EU launches joint border guard to stem migrant inflows


TAGS: Migration, EU

The European Union launched a joint border guard force on Thursday as it tries to prevent any repeat of an uncontrolled influx of migrants and refugees last year that has opened up gaping rifts between member states.

Overwhelmed by the arrival of some 1.3 million people in 2015, the EU has increasingly focused on sealing its external borders. The new force is designed to deploy quickly and flexibly to any location on the bloc’s frontiers.

“The establishment of the agency is a symbol of the EU, of a Europe that is able to deliver, that is proving its efficiency in addressing the migration and security challenges we are faced with," EU Migration Commissioner Dimitris Avramopoulos told a ceremony at a Bulgarian border point with Turkey.
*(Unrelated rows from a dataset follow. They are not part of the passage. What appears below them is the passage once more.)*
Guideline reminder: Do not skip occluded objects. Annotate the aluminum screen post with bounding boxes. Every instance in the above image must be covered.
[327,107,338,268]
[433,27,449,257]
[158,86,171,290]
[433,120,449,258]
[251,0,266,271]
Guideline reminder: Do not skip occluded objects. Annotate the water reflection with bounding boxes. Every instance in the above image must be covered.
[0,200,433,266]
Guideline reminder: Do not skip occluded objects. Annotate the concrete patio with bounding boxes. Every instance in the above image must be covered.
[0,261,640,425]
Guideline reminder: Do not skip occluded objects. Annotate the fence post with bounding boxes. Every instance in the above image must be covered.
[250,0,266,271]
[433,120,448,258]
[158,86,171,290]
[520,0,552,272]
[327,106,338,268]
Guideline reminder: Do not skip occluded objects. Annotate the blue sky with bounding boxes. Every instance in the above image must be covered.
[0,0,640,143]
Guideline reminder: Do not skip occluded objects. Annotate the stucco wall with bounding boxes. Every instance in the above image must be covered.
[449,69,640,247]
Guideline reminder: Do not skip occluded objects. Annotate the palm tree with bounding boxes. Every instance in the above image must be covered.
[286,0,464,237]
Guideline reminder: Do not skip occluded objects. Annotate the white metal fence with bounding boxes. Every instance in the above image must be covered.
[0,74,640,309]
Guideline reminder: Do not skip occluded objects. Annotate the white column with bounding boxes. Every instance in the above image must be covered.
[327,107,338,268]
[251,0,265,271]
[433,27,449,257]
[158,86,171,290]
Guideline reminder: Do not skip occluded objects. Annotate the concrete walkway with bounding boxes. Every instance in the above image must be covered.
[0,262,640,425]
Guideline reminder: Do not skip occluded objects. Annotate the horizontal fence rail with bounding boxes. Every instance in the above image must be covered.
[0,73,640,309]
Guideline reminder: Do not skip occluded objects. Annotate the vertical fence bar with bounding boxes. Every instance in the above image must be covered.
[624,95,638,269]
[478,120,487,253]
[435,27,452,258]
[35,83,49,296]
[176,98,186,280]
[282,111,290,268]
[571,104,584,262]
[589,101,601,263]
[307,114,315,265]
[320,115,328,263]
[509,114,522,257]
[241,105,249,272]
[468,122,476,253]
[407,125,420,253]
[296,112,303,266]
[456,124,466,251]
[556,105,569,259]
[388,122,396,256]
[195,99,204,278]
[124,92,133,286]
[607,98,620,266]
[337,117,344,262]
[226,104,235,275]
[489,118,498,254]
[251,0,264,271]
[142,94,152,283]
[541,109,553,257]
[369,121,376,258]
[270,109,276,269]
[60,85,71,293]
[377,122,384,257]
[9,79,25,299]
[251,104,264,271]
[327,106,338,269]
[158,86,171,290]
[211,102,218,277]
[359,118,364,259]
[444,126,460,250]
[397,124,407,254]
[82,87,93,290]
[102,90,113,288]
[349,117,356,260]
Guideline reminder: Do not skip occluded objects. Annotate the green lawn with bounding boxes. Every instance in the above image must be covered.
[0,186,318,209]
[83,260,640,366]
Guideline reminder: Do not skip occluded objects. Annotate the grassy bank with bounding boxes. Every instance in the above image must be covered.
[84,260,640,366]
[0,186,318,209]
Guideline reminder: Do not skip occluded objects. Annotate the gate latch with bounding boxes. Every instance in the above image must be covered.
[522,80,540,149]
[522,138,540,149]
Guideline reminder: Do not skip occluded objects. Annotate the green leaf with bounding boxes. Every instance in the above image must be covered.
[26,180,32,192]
The new body is due to have 1,000 staff and a reserve pool of 1,500 border guards designated by member states. In the past, however, EU governments have often been slow to provide such reinforcements.

It will have some 120 officers in Bulgaria, which shares a land border with Turkey and whose prime minister, Boiko Borisov has previously criticized the EU’s response to the migrant crisis as too soft. Brussels has also pledged 160 million euros ($179 million) to Bulgaria to help it police its borders.

“This no longer is the EU we loved criticizing. The EU has shown it can be quick, effective, united, take actions in the field,” said Borisov, who built a controversial fence that has cut arrivals from Turkey by a third this year to 12,500 people.

While arrivals in Bulgaria and Greece, the main point of entry to Europe last year, have dropped, the numbers in Italy are the same, a growing worry for Rome and Brussels.

Responses to the migrant crisis have ranged from Germany taking in more than a million migrants last year to Hungary’s emphatic rejection of any EU attempts to oblige it to accept a small number of asylum-seekers.

The spats have added to the EU’s woes as it struggles with weak economies, growing euroskepticism and the prospect of Britain’s departure.

Bitter divisions over how to distribute the refugees across the continent have led the EU to adopt an increasingly tough stance on economic migrants, many of them from African countries, and people who cross illegally.

Avramopoulos said the bloc needed to focus on its policy for returning such people. “The door is open for the ones who are eligible for international protection. And closed to the ones who want to cross our borders illegally,” he said.

The EU has said it will make development aid to poor countries in Africa and elsewhere conditional on them keeping a lid on migration to Europe. It signed a political agreement with Afghanistan this month on facilitating returns, and wants to seal similar ones with Egypt and Tunisia, among others.